Gubernur Pramono Anung mengatakan, kerja sama ini diharapkan mampu memperkuat sinergi pengawasan serta meningkatkan efektivitas tata kelola pemerintahan yang akuntabel, berintegritas, dan berkelanjutan. Hal tersebut dinilai penting guna mendukung pencapaian tujuan pembangunan nasional maupun daerah.
“Bagi Jakarta, peran BPKP sangat sentral. Kami sebagai institusi membuka diri seluas-luasnya untuk selalu diawasi, diatensi, dan dimonitor oleh BPKP,” ujar Pramono.
Menurutnya, penguatan fungsi pengawasan akan memberikan rasa aman dan nyaman bagi aparatur di lingkungan Balai Kota maupun Badan Usaha Milik Daerah (BUMD) dalam menjalankan tugas.
“Saya yakin di internal Balai Kota sendiri mereka akan merasa bekerja dengan aman dan nyaman, termasuk BUMD yang ada,” tambahnya.
Sementara itu, Kepala BPKP Muhammad Yusuf Ateh menegaskan, dalam kerja sama ini BPKP akan berperan sebagai mitra strategis Pemprov DKI Jakarta.
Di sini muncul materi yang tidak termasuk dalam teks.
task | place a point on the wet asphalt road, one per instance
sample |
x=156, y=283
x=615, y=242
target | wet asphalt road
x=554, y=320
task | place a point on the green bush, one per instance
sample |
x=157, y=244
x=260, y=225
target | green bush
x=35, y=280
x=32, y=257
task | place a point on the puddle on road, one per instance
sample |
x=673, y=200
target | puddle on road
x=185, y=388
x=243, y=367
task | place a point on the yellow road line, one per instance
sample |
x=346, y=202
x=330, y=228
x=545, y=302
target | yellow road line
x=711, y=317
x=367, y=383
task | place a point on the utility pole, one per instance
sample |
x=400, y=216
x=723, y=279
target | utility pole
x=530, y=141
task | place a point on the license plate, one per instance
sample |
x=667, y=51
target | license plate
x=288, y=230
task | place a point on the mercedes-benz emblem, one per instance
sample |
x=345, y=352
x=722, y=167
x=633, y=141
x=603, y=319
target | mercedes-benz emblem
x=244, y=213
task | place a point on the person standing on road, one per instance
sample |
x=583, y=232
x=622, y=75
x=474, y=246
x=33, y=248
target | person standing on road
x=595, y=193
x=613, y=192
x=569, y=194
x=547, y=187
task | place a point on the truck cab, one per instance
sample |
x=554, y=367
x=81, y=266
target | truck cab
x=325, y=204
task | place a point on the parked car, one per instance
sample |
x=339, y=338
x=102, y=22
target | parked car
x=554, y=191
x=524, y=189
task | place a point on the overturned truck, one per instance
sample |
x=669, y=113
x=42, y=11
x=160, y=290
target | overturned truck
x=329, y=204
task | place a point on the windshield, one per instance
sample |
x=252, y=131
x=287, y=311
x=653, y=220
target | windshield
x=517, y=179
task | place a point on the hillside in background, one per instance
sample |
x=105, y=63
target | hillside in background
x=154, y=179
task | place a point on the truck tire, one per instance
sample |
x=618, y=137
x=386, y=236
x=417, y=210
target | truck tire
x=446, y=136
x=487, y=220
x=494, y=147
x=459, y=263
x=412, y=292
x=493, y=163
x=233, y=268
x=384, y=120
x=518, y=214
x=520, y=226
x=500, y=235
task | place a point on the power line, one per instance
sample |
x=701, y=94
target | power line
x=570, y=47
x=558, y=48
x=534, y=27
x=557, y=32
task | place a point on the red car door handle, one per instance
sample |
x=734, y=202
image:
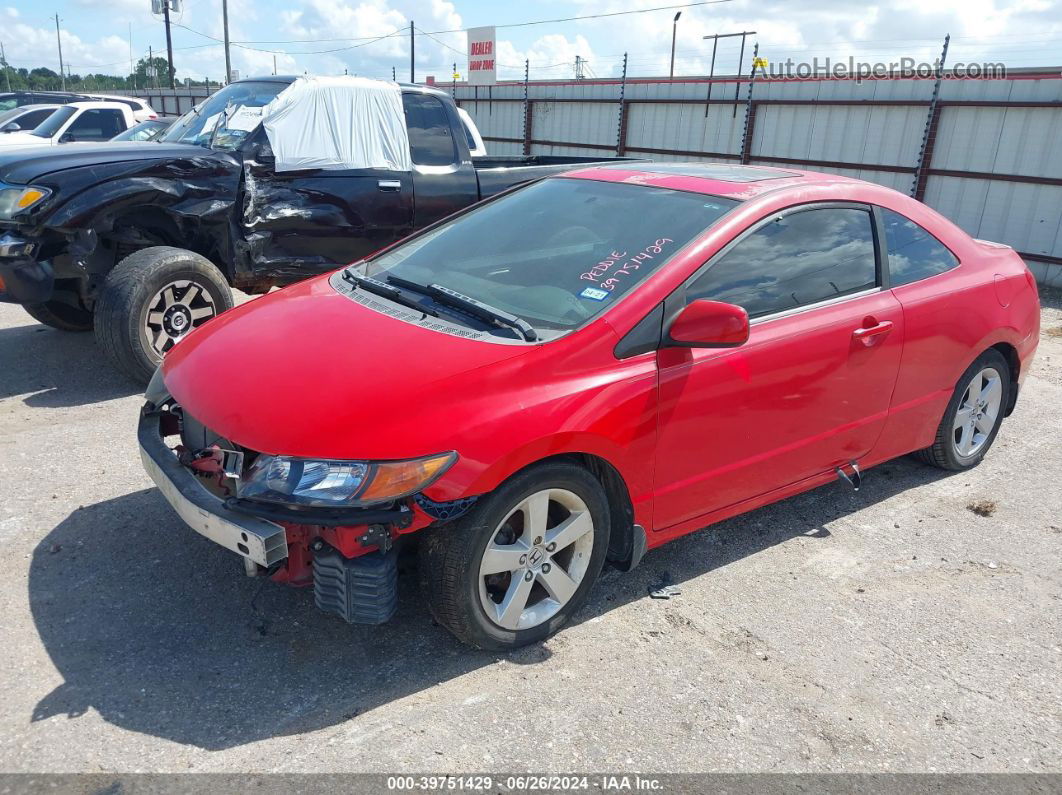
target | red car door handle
x=869, y=334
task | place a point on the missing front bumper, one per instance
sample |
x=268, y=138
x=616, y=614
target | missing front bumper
x=262, y=541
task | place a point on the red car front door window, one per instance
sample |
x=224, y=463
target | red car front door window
x=811, y=387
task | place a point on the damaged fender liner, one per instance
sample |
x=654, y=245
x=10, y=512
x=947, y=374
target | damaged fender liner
x=400, y=517
x=262, y=541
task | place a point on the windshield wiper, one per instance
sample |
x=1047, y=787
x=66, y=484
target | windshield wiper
x=378, y=288
x=467, y=304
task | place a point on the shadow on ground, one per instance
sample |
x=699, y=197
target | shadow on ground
x=56, y=368
x=157, y=629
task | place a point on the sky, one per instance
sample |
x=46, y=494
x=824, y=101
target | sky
x=370, y=37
Fokusnya antara lain memperkuat Sistem Pengendalian Intern Pemerintah (SPIP) agar terintegrasi dalam setiap kebijakan.
Selain itu, BPKP juga akan mendorong peningkatan kualitas manajemen risiko sebagai sistem peringatan dini (early warning system), serta mengawal akuntabilitas dan efektivitas pelaksanaan pembangunan di Ibu Kota.
“Kami siap membantu Pak Gubernur untuk memastikan setiap anggaran yang dikeluarkan Pemprov DKI benar-benar memberikan hasil, sehingga Jakarta dapat menjadi Kota Global dan Berbudaya sesuai yang dicita-citakan,” ujar Ateh.
Kerja sama ini diharapkan menjadi langkah konkret dalam memperkuat pengawasan internal pemerintah daerah sekaligus memastikan penggunaan anggaran publik berjalan transparan dan tepat sasaran.